Making customers happier

CCTSThe Commissioner for Complaints for Telecommunications Services (CCTS) issued its sixth annual report [pdf] earlier this morning. While complaints increased by about 25% year over year, the CCTS acknowledged “this as evidence that our efforts to increase public awareness of CCTS have become increasingly effective.”

It isn’t really a surprise that wireless services represent 60% of all complaints. After all, there are now 28M wireless subscribers, compared to just under 12M residential phone lines and 11M internet connections. As such, wireless represents about 55% of all consumer access connections and of the three, it is the service that has variable pricing and would be most susceptible to variable connectivity conditions.

What is interesting is looking at comparative data between the carriers. There are clearly differences in the number of customers with each service provider, but in the area of contract disputes, Bell and Rogers (including Fido) each had about a third of all complaints, while TELUS had only one fifth the number of the other major carriers.

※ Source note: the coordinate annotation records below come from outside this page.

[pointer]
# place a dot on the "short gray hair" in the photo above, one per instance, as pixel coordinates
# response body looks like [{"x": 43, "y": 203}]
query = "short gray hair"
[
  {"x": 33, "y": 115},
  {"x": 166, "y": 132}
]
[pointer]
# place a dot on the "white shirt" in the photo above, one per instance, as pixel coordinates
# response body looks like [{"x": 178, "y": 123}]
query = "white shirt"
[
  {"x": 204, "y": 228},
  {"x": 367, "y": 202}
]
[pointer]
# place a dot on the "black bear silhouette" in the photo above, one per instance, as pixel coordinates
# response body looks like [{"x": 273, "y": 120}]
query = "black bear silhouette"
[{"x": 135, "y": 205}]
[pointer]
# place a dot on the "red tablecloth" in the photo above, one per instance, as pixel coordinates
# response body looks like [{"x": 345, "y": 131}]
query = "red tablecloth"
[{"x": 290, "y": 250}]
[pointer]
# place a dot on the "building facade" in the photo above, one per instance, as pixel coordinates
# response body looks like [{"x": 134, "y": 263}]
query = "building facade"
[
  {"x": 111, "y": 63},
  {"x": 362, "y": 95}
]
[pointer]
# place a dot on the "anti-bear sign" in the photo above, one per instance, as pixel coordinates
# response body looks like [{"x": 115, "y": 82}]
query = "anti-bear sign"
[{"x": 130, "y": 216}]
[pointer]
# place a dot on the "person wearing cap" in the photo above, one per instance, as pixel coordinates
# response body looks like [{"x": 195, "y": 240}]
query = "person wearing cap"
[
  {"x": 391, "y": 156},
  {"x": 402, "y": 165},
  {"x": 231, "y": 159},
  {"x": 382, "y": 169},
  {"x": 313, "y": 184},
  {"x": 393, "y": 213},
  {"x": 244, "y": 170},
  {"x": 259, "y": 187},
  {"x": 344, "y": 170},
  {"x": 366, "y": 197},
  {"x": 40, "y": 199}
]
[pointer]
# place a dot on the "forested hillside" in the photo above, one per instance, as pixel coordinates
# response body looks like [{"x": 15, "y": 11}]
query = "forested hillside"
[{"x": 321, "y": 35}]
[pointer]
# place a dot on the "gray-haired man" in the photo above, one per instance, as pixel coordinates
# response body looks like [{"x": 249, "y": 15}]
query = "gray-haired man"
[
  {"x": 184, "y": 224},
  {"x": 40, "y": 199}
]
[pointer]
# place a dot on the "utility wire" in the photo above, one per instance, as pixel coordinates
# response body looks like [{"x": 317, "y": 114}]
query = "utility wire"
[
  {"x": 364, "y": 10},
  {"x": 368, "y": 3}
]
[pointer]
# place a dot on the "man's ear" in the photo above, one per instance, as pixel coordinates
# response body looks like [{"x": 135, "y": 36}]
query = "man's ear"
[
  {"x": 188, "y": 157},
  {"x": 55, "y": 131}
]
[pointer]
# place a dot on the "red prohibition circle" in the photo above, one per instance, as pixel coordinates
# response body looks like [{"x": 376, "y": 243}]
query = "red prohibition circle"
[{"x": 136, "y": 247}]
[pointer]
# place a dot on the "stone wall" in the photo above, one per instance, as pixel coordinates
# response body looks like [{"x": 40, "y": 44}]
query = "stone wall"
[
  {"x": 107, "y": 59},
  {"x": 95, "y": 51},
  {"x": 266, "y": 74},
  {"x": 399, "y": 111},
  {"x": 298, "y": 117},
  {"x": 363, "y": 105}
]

Indeed, TELUS customers generated 20% fewer contract complaints compared to Wind Mobile, despite TELUS having more than 10 times the number of wireless customers – not even including millions of TELUS residential phone and internet customers.

Under the area of roaming, Rogers and Fido were responsible for more than half the complaints, Bell and Virgin were about a quarter while TELUS was again behind Wind Mobile. Some perspective is important. Despite all of the attention being placed on roaming and data surcharges on wireless and bandwidth charges on internet, last year had only 1500 complaints related to roaming, data and bandwidth charges, filed with CCTS out of 40M connections.

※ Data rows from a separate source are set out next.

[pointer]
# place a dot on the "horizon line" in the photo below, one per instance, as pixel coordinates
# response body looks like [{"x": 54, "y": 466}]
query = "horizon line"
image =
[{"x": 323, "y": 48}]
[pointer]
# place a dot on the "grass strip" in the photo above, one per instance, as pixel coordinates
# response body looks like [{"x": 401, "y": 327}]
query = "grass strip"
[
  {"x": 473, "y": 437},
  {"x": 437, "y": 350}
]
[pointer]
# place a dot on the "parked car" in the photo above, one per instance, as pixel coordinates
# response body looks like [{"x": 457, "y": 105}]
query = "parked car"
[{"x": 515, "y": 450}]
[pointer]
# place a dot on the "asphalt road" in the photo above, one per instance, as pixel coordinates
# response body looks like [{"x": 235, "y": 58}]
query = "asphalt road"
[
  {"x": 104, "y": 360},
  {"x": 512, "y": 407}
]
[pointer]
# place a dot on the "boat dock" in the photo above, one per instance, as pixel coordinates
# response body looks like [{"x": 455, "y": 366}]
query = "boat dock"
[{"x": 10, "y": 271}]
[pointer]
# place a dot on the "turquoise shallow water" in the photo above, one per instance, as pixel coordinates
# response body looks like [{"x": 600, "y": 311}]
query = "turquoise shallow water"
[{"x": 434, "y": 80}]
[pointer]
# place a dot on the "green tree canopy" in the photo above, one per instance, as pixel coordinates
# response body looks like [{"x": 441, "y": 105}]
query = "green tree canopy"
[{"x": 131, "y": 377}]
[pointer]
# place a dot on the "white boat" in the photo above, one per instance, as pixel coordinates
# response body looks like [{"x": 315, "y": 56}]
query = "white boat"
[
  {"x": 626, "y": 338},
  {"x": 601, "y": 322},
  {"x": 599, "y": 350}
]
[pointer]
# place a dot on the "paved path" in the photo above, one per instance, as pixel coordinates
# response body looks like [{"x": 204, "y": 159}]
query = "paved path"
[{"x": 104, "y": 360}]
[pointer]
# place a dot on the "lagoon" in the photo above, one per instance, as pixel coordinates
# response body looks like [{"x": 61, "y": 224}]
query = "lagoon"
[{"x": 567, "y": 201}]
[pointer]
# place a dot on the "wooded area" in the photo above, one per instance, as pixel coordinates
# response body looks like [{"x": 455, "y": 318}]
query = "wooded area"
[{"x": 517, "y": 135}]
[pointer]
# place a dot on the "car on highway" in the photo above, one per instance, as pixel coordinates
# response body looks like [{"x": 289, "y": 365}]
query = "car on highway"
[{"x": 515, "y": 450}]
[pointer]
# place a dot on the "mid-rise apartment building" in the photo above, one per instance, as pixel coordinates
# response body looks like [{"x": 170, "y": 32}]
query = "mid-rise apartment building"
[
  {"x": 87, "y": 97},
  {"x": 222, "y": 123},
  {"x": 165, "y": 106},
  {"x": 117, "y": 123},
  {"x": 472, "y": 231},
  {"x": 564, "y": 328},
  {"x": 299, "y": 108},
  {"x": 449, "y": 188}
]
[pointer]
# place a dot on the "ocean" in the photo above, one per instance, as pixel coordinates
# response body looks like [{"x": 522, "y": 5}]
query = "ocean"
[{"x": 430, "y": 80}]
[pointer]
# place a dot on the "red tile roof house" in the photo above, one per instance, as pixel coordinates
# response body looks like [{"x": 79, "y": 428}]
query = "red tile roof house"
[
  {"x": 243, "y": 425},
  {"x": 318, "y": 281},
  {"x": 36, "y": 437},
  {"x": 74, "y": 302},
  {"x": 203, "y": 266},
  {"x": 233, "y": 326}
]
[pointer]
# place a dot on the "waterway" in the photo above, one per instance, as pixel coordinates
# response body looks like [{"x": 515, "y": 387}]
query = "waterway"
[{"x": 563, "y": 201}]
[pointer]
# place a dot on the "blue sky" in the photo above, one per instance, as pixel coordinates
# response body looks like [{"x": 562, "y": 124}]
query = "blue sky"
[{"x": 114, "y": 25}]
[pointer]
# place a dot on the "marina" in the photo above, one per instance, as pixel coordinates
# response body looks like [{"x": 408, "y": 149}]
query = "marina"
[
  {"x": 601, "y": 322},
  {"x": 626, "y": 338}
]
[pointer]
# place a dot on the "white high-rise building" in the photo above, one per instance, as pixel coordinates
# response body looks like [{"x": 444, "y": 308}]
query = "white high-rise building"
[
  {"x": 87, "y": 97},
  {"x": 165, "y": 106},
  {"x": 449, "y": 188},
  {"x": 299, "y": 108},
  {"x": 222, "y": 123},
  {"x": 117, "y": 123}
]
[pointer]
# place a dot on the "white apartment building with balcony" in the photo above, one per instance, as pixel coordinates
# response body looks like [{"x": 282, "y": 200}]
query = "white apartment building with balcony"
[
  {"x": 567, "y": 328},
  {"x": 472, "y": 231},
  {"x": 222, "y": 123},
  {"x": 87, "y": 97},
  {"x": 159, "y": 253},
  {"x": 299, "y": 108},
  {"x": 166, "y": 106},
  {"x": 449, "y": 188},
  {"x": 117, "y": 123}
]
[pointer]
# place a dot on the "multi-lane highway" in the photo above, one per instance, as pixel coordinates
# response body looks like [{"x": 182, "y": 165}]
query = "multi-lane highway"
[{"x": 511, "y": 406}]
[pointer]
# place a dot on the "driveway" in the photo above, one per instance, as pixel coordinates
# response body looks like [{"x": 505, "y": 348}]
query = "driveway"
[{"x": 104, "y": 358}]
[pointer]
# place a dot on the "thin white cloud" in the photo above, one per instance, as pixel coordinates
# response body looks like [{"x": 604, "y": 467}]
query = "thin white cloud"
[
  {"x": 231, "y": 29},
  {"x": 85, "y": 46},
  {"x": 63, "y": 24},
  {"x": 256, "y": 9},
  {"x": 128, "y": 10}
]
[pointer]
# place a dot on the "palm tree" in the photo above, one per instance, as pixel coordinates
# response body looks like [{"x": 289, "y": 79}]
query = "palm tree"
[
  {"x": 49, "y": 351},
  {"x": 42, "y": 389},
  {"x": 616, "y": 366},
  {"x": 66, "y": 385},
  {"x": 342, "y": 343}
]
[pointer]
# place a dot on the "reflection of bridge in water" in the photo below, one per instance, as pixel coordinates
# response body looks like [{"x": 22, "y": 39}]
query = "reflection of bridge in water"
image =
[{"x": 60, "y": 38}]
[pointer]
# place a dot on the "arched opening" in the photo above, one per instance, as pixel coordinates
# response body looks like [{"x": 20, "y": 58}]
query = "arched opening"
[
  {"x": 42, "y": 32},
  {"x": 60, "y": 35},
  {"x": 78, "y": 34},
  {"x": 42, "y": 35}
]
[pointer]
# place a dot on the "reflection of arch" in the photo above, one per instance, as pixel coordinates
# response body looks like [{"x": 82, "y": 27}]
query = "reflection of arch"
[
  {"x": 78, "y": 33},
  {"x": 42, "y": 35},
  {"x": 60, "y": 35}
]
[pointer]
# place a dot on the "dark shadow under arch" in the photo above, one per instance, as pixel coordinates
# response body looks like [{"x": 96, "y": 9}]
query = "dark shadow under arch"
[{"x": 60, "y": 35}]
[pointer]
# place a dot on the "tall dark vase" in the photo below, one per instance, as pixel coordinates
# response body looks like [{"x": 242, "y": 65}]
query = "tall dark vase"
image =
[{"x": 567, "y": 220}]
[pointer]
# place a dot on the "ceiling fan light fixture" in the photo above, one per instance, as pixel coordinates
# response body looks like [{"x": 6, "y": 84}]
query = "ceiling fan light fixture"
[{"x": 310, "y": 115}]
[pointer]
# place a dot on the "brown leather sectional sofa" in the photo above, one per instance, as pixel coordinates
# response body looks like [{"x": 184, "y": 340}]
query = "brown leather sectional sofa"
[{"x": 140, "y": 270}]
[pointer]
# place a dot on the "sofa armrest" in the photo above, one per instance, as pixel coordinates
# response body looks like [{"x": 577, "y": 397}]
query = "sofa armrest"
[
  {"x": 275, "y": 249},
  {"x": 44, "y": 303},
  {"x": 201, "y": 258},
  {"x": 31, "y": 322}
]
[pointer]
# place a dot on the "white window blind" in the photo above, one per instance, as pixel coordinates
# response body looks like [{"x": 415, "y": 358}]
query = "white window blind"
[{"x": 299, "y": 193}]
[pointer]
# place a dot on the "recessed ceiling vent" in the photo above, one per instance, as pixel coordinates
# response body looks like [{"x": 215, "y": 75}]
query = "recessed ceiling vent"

Western Canadians seemed to be happier with their service providers than Ontario residents. With 38% of Canada’s population, Ontario generated 52% of CCTS complaints; BC and Alberta have roughly a quarter (24.4%) of Canada’s population, but represented only 19.6% of the complaints.

When everything is running normally, it is often hard to distinguish between different service providers. Technological advantages of one over another can be transient as capital investment catches up. The biggest differentiation can be in how different service providers handle problems: how difficult is it for customers to get through to a real human who shows empathy and somehow projects a smile through the phone line; are customer service agents empowered to take ownership and resolve issues in one call?

In my corporate executive life nearly 20 years ago, I spent part of an afternoon fielding calls in the residential service call centre; it was the toughest 2 hours in my business career.

Many superficial commentators on the Canadian telecommunications industry lazily lump service providers together – incumbents versus new entrants; Monopolists; Big 3. The CCTS report shows there are differences in customer service and complaint handling.

As we head into the peak Christmas season for wireless sales, will consumers refer to the CCTS report as an indicator of customer satisfaction?

1 thought on “Making customers happier”

  1. Mark,

    As always, a timely and thoughtful post. Much can be learned from it by consumers, providers, policy makers, regulators as well as other interested observers and stakeholders. The raw data is important to decision-making for everyone.

    From my vantage point there are a few things (some of which you touch upon) that I’ll throw out there. I think you are correct that the report intuitively demonstrates that there is fierce competition in this sector. It reflects providers pursuing different business models and different priorities and executing on those to potentially differing levels of success. These are hallmarks of rivalry in a market (product and geographic).

    At TELUS we made a decision a number of years ago to be the best customer service organization. We implemented many customer-centric initiatives to get closer to our customers and their needs and perceptions. What we have learned from this (not surprising to us or probably anyone else) is that if you better fulfill customer requirements, are clear and simple, offer value through better networks and offerings, address proactively concerns raised, admit when we have made a mistake and frankly stand up to our brand promise that the Future is Friendly that our customers reward us with their business. The CCTS report and its raw data is an indicator of that.

    As we released our Q3 results today, I think it is fair to say that our customers are voting with their feet from competitors, are cumulatively using our services more and because we have the lowest churn rate are staying with us longer.

    We acknowledge that we are not perfect and while our customer complaints bucked the trend of the industry we are not done. We can do better and we will. It’s just good business!